As to those who have debarred themselves from the Revelation of God, they have indeed failed to understand the significance of a single letter of the Qur’án, nor have they obtained the slightest notion of the Faith of Islám, otherwise they would not have turned away from God, Who hath brought them into being, Who hath nurtured them, hath caused them to die and hath proffered life unto them, by clinging to what are but minor parts of the religion, thinking that they are doing righteous work for the sake of God.
--- the Báb, OTL

The hearts in our chests long for a world of rose gardens, a time without nations, when the myriad fires of hatred and ignorance are transformed by devotion into the purest light of love for all.

--- Táhirih, OTL


Excerpt: Understanding Reform Shi'ism Through the Writings of 'Ali Muhammad

It was the age of the great colonial empires, and the world of Shi'a Islam was gripped by a wave of zealous messianic expectation. Devout mu'minun were awaiting the return of the religious figure known as the Twelfth Imam, who remained in occultation for a thousand years according to tradition. The prophecies recorded in the Traditions, when the Hidden Imam reappeared he would arise, redeem the Muslim world by ushering in an age of light, and would signify the nearness of the Day of Judgment and the Resurrection. When in 1844, a mild and refined twenty-five-year-old merchant from Shiraz, Persia, declared that he had foreseen the coming of that legendary figure of Islamic prophecy, it sent a shock wave through Persian society. His name was 'Ali Muhammad Shirazi, and he took the title of Mujaddid like the great redeemers of Islam before him. Response to 'Ali and his teachings ranged from ecstatic embrace by those who became his followers, to cautious optimism from other Islamic reformers in the nation, to hostile and violent rejection by the government and clerical hierarchy. Determined to extirpate the newborn brand of Islam, the authorities launched a campaign of persecution against the modernist Muslims, which ultimately failed despite its brutality. Far from destroying the humanistic movement of 'Ali Muhammad and his many illustrious students, who included Jalal ad-Din al-Afghani, Mullá Husayn, and Fatima Baraghani amongst their number, the wave of revolution sparked by the unassuming young man would shake both Iran and the Islamic World as a whole to its core.

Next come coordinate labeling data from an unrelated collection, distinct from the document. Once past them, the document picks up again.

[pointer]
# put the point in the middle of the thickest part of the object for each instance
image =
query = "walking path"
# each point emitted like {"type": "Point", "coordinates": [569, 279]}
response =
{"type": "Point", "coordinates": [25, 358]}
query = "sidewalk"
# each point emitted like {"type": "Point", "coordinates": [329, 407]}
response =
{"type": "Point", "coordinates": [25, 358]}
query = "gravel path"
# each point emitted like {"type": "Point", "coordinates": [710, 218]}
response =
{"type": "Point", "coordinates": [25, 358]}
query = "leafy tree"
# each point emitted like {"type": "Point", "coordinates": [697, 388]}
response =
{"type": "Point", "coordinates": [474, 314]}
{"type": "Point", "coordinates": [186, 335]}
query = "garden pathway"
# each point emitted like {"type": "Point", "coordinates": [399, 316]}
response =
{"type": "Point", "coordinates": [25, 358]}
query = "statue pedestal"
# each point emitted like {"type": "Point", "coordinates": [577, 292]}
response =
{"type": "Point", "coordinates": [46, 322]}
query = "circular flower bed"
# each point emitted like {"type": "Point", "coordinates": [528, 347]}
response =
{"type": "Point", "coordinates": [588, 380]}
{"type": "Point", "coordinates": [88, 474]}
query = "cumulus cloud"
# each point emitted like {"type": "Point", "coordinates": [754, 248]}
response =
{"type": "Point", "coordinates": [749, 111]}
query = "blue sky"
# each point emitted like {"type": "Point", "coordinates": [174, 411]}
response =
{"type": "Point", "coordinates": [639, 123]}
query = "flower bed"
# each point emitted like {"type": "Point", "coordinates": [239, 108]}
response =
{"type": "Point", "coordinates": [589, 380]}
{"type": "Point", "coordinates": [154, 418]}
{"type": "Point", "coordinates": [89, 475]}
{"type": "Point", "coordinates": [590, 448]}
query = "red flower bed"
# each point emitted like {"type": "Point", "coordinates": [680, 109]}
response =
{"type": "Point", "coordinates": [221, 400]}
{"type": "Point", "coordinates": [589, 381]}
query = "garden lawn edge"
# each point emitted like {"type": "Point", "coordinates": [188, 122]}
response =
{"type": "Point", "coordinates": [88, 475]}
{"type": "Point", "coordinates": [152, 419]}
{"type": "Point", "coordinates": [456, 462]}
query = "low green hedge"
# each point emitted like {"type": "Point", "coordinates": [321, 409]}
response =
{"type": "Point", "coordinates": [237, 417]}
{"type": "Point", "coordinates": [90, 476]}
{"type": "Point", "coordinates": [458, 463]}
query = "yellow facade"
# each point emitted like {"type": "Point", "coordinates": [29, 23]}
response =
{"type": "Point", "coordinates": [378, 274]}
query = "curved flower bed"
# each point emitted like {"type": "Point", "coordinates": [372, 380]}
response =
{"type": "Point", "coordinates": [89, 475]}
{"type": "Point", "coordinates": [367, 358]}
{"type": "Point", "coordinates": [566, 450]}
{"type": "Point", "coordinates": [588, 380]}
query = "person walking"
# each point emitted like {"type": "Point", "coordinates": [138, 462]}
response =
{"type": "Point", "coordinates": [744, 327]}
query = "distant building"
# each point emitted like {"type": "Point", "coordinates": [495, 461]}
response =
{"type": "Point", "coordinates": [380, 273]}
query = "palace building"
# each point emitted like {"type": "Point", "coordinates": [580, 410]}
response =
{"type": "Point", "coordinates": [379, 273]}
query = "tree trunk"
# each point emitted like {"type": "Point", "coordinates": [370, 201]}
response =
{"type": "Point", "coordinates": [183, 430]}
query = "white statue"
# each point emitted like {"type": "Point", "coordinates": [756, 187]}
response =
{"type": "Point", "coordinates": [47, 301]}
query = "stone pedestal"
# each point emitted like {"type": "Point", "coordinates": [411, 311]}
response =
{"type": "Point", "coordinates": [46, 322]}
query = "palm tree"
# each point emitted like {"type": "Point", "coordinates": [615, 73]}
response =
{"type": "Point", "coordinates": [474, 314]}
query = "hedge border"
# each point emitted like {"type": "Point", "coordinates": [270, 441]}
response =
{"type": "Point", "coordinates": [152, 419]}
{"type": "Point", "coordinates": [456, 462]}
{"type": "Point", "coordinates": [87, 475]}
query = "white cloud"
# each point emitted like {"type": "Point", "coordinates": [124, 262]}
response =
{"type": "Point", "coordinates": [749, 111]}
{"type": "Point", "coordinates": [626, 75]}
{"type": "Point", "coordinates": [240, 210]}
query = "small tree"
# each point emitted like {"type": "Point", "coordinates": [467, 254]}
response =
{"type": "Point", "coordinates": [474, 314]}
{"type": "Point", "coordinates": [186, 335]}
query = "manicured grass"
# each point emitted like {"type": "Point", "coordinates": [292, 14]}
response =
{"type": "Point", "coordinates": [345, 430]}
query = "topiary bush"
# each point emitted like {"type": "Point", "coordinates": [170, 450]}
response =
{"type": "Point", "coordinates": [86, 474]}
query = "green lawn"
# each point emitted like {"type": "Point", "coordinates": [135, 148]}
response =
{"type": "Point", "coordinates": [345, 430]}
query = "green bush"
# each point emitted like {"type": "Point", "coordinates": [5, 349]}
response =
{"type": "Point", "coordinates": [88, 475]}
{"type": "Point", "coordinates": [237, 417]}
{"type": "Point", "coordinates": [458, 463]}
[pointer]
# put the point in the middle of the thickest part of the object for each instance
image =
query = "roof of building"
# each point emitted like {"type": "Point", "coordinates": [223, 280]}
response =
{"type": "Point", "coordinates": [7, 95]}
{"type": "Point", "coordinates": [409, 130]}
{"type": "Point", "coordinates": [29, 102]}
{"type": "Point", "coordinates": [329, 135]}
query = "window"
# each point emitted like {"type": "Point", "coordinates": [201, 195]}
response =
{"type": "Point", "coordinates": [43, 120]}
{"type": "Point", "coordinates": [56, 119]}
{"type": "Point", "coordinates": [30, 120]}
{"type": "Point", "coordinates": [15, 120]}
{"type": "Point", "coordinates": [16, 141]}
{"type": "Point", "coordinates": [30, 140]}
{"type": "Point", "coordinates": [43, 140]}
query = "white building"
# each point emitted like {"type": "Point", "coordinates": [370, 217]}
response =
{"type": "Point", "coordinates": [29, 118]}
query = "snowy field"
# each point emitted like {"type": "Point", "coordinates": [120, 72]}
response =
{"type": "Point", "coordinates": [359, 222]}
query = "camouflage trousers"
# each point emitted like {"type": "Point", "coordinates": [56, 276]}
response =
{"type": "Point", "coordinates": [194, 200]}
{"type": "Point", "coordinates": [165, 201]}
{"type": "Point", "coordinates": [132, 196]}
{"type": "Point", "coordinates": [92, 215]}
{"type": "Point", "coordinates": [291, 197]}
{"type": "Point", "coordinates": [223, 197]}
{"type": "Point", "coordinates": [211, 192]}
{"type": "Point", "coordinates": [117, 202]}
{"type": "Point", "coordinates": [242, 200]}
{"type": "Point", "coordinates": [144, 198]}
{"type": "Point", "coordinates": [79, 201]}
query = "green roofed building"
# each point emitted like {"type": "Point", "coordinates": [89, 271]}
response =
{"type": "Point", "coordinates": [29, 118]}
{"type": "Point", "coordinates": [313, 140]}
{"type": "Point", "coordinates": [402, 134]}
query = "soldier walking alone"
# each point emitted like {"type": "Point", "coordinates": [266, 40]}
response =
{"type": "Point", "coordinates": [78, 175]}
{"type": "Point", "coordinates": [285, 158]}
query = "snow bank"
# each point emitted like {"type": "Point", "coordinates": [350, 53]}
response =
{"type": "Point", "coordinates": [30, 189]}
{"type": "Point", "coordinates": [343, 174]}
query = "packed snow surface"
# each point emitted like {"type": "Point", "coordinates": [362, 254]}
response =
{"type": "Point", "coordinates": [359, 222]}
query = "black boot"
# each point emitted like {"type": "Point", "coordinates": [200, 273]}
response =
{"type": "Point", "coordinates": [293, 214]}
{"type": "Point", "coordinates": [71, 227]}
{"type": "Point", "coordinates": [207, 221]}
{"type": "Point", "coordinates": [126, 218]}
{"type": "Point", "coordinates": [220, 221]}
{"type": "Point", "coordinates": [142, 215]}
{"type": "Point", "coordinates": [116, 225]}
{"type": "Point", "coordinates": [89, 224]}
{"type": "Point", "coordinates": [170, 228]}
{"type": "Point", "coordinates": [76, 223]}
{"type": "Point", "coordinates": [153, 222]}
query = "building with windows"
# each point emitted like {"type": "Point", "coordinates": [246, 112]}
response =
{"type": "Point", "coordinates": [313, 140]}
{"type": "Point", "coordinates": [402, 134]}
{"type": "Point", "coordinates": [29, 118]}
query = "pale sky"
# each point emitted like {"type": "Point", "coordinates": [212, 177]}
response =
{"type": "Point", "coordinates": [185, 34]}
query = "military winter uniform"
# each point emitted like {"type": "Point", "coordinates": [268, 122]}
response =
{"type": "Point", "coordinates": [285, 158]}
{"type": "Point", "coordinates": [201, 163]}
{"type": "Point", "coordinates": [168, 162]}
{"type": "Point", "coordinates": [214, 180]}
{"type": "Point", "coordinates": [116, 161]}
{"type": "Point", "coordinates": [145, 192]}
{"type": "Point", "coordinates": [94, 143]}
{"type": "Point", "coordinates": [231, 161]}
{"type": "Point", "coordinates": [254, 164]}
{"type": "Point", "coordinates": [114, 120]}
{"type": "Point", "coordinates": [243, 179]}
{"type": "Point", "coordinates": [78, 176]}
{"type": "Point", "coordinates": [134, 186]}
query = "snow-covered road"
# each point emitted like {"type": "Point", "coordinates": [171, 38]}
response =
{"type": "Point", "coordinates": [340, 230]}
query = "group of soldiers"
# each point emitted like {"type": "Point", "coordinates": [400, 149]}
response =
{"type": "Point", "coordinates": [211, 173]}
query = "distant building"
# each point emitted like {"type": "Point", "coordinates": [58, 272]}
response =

In fact, the Mujaddid had made a claim even more startling than that of being simply among those who divined the coming of the Mahdi. He also claimed to be the herald of a time after his own passing, when all the Ummah would be so Awakened to the truth of Islam's inner light free of traditionalist dogma, that the collective body of all Earth's Muslims together would make up the true promised messiah - Imam Mahdi reborn as every believer. This coming time he called "When God shall made manifest". The essence and purpose of the Mujaddid's own mission (as he would always stress) was to prepare the people for this second and greater Advent.


Qajar13_49_56.jpg
A photo of Qajar-era Tehran


...between the traditionalist rejection of modernity (including its post- modern modifications) on the one hand, and the atheist rejection of religion on the other, there has existed a third position within Islam - a modernist, eclectic interpretation of Islamic holy texts. This approach sought to safeguard the sacredness of tradition while imposing upon it a modern form. But modernist Islam prior to the day of the Mujaddid failed to question certain fun-damental assumptions, and thus its ideology essentially consisted of superficial revisions and borrowings from the West imposed over the same traditionalistic bases without a thorough reexamination of their underlying cultural and religious concepts. Not surprisingly, the modernist approach had been relatively unpersuasive and ineffectual in the Muslim world until the Mujaddid's Reformation.

Against a background of intellectual and political impasse within Islam, the historic significance and revolutionary import of the writings of both the Mujaddid and his disciples stand out. For there was indeed a radical reform movement in Islam-so radical in its transformation of Islamic concepts and categories that still in the eyes of some conservative radicals, it ceased to be perceived as a part of Islam at all. But the movement initiated by 'Ali Muhammad was far more than an Islamic Reformation. The Mujaddid engaged in a foundational reexamination of traditional conceptions of religion and religious identity, expounding a spiritual world view that was dynamic, historical, and oriented toward progress and communication. In the space of only a generation, one of the world's major faiths would undergo a shift unprecedented in scope and depth.



SUMMARY: Welcome to my first TL, everyone. I'm a Baha'i and I've occasionally seen TLs that feature the movement staying with the bounds of Islam. That's a really interesting TL idea, both theologically and politically, but sadly it's often left unexplained or unexpanded on. This is my attempt to make an earnest and accurate timeline of an Islamic Reformation that lights the tinderbox of Qajar Iran (what with its democrats, clerical reformists, traditionalists, peasant Mahdist preachers, Christians, Jews, and others) ablaze. I'm taking inspiration from folks like @Every Grass in Java, @Augenis and @Planet of Hats - though I lack their caliber of writing talent - it'll be a mix of narrative, history lesson, and theological analysis. I'm taking a lot of coursework, so updates will be slow, but I'm gonna power through and get this story out one way or another. Thanks for reading, yo.